Waleed Eissa
Waleed Eissa

Reputation: 10533

Calculating the probability of a token being spam in a Bayesian spam filter

I recently wrote a Bayesian spam filter, I used Paul Graham's article Plan for Spam and an implementation of it in C# I found on codeproject as references to create my own filter.

I just noticed that the implementation on CodeProject uses the total number of unique tokens in calculating the probability of a token being spam (e.g. if the ham corpus contains 10000 tokens in total but 1500 unqiue tokens, the 1500 is used in calculating the probability as ngood), but in my implementation I used the number of posts as mentioned in Paul Graham's article, this makes me wonder which one of these should be better in calculating the probability:

  1. Post count (as mentioned in Paul Graham's article)
  2. Total unique token count (as used in the implementation on codeproject)
  3. Total token count
  4. Total included token count (ie. those tokens with b + g >= 5)
  5. Total unique included token count

Upvotes: 8

Views: 2120

Answers (4)

Tony Meyer
Tony Meyer

Reputation: 10157

In general, most filters have moved past the algorithms outlined in Graham's paper. My suggestion would be to get the SpamBayes source and read the comments outlined in spambayes/classifier.py (particularly) and spambayes/tokenizer.py (especially at the top). There's a lot of history there about the early experiments that were done, evaluating decisions like this.

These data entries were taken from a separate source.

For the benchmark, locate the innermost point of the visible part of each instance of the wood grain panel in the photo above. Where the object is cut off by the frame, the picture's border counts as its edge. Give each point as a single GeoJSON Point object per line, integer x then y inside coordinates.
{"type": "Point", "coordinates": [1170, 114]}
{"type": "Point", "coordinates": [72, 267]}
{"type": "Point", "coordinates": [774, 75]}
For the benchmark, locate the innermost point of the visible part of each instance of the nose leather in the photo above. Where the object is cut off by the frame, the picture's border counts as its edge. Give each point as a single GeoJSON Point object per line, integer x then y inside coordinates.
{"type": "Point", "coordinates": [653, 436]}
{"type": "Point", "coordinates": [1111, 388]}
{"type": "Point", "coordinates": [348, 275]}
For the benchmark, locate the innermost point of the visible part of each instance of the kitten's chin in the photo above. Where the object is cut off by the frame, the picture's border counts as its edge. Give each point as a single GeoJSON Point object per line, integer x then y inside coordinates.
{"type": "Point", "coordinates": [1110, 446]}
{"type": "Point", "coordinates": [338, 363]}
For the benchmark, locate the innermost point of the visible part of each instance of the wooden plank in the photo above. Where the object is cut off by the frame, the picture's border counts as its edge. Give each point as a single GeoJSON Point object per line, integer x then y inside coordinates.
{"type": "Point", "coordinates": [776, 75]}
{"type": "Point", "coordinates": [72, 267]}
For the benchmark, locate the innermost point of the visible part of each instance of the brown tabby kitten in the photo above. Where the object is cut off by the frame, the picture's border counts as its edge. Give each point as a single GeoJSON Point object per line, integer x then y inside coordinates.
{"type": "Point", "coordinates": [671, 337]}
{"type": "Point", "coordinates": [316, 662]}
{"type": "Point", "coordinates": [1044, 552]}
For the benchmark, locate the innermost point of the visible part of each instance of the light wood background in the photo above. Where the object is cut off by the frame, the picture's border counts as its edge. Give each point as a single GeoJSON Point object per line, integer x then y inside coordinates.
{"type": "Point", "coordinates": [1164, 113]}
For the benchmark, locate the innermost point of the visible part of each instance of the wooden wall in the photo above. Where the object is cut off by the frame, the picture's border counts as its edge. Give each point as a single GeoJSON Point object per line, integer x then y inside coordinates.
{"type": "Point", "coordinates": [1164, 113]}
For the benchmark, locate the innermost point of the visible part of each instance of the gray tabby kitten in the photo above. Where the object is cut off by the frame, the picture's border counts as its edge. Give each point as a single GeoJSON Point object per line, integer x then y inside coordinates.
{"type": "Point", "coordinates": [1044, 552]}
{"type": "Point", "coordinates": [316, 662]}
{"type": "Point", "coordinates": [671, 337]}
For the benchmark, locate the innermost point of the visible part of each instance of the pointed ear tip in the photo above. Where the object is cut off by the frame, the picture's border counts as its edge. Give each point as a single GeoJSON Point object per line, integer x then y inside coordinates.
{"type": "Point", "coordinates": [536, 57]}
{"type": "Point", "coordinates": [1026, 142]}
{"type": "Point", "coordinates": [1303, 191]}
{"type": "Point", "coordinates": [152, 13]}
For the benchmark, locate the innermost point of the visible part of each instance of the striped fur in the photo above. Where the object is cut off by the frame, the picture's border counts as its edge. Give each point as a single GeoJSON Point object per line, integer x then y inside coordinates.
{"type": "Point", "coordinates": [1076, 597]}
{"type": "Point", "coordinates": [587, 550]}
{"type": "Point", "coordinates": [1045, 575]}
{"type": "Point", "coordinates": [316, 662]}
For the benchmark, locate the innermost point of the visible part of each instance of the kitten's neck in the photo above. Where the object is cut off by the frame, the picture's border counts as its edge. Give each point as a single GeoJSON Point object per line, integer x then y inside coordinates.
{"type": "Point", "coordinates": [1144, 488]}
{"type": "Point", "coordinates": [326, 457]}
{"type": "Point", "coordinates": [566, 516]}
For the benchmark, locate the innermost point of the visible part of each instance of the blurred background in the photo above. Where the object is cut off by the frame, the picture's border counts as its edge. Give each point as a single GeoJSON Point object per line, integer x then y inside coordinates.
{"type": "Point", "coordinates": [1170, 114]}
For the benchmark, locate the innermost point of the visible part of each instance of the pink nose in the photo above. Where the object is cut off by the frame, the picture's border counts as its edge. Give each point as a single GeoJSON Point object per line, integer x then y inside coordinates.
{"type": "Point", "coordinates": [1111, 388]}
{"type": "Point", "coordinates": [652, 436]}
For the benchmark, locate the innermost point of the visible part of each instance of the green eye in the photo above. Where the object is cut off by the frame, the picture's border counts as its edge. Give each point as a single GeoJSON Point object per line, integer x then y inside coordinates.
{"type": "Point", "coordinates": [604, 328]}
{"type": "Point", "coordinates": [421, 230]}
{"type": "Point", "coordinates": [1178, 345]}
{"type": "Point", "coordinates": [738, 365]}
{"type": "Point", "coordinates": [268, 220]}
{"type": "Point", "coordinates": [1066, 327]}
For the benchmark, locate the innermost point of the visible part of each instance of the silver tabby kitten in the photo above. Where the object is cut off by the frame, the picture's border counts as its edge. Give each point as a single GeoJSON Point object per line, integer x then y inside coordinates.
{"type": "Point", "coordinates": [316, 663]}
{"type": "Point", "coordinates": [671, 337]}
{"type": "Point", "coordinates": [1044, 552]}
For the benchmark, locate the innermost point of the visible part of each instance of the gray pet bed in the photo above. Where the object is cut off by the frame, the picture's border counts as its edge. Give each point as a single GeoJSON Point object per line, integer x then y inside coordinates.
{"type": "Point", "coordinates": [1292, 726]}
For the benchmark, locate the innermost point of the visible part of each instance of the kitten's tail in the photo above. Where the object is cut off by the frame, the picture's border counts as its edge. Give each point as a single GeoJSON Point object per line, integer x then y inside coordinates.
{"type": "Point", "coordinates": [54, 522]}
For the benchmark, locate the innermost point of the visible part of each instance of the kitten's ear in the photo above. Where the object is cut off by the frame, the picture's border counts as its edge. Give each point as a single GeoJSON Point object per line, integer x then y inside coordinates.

FWIW, in the current SpamBayes code, the probability is calculated thusly (spamcount and hamcount are the number of messages in which the token has been seen (any number of times), and nham and nspam are the total number of messages):

hamratio = hamcount / nham
spamratio = spamcount / nspam
prob = spamratio / (hamratio + spamratio)
S = options["Classifier", "unknown_word_strength"]
StimesX = S * options["Classifier", "unknown_word_prob"]
n = hamcount + spamcount
prob = (StimesX + n * prob) / (S + n)

unknown_word_strength is (by default) 0.45, and unknown_word_prob is (by default) 0.5.

Upvotes: 1

Yuval F
Yuval F

Reputation: 20621

This EACL paper by Karl-Michael Schneider(PDF) says you should use the multinomial model, meaning the total token count, for calculating the probability. Please see the paper for the exact calculations.

Upvotes: 2

Jeff Martin
Jeff Martin

Reputation: 11022

you may want to look at PopFile, a time tested perl implementation. It does a very good job. I am pretty sure it is open source and you could see what formula they use.

Upvotes: 0

Simeon Pilgrim
Simeon Pilgrim

Reputation: 26043

Can you alter your code to use the other methods? Then you could test with a different data set, and post the results.